Really!?! Sweeeeeet.
I think Tom stayed up too late the night before with his super-model-girlfriend. You know what they say about women...

"Tom Brady, uber-quarterback, finally didn't come through in the clutch."
You said, didn't come through in the clutch. Hehehehehe.
Mmmmmm, frosty nipples from working when someone else was suppose to be working but you made all that over-time. Yeah baby.
Now lay down on a bed of cracker and let me sex you up under the ambience of Christmas-light-shimmer, leading you to recall how warm and snuggly it is inside of a womb, otherwise known as a uterus, where all dictators, despots and jingoistic American presidents came from or should I say cum from!?!
Yeah, I quack, smack, frag, drag, brag, fuck-myself-up. Going to bed now that it's 3:51 am. What?!? I did some laundry, folded clothes, did the dishes, some garbage and myself. What?!?
*Crosses fingers for a ice/snow day
Muah.

Adamity73 said...

"Now lay down on a bed of cracker and let me sex you up under the ambience of Christmas-light-shimmer...."
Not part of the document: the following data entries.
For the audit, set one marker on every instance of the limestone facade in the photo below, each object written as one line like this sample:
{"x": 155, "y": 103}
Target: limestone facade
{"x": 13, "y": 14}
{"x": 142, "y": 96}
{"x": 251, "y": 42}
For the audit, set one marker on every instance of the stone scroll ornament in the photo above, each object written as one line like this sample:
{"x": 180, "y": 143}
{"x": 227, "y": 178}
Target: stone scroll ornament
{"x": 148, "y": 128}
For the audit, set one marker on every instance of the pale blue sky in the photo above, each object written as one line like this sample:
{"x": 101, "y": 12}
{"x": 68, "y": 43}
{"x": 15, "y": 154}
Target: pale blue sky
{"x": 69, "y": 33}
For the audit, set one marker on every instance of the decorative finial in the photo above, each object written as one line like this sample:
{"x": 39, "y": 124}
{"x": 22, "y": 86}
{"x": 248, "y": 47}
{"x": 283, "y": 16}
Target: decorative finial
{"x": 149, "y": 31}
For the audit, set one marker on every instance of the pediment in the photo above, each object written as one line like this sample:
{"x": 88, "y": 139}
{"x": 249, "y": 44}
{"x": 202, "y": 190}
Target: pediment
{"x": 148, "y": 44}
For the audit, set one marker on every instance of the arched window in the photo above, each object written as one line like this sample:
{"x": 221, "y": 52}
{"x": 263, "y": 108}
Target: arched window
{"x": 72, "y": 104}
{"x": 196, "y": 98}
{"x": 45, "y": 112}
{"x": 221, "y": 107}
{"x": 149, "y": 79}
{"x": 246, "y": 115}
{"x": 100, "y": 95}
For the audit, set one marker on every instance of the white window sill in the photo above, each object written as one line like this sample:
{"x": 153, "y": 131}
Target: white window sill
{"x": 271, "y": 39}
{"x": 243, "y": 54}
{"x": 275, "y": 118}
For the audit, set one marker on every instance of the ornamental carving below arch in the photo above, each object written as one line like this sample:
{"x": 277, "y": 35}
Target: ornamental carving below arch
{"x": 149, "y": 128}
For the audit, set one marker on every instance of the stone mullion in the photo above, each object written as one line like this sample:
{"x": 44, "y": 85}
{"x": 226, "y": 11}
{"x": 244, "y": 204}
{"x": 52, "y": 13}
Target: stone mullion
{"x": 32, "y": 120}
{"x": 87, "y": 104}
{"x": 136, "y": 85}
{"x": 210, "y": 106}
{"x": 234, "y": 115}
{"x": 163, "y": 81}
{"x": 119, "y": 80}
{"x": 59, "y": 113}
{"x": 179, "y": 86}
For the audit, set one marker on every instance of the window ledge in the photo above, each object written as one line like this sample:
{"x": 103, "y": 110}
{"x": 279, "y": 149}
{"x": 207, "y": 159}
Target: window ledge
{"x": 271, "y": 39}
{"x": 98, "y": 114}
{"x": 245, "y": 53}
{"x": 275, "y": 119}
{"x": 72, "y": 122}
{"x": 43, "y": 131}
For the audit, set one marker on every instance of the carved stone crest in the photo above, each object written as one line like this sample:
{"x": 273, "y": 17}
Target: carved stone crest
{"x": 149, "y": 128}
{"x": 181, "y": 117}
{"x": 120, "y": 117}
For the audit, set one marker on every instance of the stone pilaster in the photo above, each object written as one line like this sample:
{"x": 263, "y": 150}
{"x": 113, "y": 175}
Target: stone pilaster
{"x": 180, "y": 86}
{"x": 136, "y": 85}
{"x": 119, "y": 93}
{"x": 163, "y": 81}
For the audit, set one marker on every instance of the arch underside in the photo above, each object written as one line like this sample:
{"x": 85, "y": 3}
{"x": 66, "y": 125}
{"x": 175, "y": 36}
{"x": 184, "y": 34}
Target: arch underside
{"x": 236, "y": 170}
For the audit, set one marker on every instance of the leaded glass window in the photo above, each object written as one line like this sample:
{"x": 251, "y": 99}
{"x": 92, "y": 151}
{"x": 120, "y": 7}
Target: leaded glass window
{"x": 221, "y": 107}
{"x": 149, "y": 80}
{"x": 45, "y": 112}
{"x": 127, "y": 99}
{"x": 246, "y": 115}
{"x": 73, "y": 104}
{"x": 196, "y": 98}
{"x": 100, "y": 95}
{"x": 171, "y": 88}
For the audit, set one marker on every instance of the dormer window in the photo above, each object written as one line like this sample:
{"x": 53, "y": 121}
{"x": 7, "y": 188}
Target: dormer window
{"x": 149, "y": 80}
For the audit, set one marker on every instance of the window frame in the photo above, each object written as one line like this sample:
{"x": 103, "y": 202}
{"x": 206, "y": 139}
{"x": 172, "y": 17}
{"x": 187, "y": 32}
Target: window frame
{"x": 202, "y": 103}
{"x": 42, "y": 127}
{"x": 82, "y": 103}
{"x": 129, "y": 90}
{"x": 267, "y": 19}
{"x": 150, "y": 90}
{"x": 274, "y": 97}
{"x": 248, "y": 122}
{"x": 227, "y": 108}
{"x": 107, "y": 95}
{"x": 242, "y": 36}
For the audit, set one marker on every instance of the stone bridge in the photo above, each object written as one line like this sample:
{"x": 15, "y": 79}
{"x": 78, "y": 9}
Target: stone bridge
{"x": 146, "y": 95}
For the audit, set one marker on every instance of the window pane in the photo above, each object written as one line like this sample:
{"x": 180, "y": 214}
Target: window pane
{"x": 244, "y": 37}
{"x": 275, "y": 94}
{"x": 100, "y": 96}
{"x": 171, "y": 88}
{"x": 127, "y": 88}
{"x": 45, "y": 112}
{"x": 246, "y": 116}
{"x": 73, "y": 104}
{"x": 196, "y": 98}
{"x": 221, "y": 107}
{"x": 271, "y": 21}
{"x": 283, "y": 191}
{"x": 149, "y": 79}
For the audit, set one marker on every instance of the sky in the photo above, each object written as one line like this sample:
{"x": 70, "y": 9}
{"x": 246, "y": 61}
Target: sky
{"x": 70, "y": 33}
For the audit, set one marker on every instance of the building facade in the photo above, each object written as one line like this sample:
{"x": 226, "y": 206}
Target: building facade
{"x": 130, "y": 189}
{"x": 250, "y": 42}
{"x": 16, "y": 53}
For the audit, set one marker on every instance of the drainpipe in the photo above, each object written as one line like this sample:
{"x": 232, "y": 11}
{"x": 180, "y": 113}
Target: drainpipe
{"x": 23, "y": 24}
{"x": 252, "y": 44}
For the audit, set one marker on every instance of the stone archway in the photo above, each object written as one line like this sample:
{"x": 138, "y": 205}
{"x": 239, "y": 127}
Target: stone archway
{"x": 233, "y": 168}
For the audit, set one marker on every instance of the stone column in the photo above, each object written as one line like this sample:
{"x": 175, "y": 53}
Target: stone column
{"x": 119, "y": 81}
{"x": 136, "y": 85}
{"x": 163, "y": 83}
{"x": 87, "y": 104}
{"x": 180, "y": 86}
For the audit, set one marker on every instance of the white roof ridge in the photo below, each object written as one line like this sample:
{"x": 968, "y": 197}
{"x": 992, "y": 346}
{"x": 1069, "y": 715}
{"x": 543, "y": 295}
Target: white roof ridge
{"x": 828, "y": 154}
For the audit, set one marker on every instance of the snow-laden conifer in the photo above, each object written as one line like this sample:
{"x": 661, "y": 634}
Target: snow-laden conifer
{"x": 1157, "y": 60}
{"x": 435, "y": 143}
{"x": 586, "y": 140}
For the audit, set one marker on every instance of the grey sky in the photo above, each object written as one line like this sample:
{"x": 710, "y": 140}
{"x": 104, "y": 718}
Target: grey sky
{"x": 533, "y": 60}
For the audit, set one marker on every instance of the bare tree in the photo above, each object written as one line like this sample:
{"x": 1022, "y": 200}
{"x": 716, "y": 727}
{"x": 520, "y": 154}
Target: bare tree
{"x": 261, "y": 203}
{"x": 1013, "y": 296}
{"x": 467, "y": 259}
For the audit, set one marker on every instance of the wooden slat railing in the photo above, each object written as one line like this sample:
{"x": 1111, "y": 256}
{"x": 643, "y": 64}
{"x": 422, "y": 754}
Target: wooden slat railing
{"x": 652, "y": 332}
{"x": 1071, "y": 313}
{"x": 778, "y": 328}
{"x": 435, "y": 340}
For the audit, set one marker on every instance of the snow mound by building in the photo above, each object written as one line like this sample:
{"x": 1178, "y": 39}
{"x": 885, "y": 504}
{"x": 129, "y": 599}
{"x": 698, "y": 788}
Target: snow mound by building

Lay down on a bed of cracker. LMAO

I hope you had a nice refreshing sleep, hon. =o)

Anonymous said...

yeah, but we both agreed... Midnight to midnight. I don't feel that it was very friendly of you. So... You did tell George and Steve?

Adamity73 said...

Lisa: Yes. Yes, I did. I told both George and Steve. (Do you think I'm fibbing?) Steve knew about the midnight to midnight and his reasoning was that by the time everyone was ready to go it would have been after 12:00. And I told George about the agreement and he retorted that 2nd oncall was covering for 1st until 1st was ready, which I was. I didn't intentionally look to screw you. I couldn't say no to the call-out, for Criminey's sake. In fact, I even asked George if he'd called you first. I went out of my way to be sure that both the dispatcher and the supervisor knew the situation. That *is* friendliness and that *is* done with a conscience.

I couldn't have done anything more.

Not very friendly of me? Again, friendliness has nothing to do with this. I made my point to them and they told me to come in. And that was that.

Like I said, things have a way of evening out. They really do.

Anonymous said...

Okay, Adam. I didn't know all of the details. I appreciate that you mentioned this to both of them. That makes me feel alot better. I see that it was steve's doing. But anyways... We are still buds. I was just a little upset and didn't want to talk about it in front of everyone at work. Steve never mentioned that to me (of course!). Hope u are feeling better. Perchy misses u!

Anonymous said...

And that is probably why I heard some tension in your voice that night. You felt uncomfortable about what had happened. They stuck you between a rock and a hard place. You are friendly. I didn't think you would have done something intentional. I just didn't know all of the details.

Adamity73 said...

It's all good, Lisa. Like I was saying, I wouldn't intentionally try to screw anyone for hours, let alone a friend. I can obviously see why you'd be miffed, though. But, yeah, a rock and a hard place.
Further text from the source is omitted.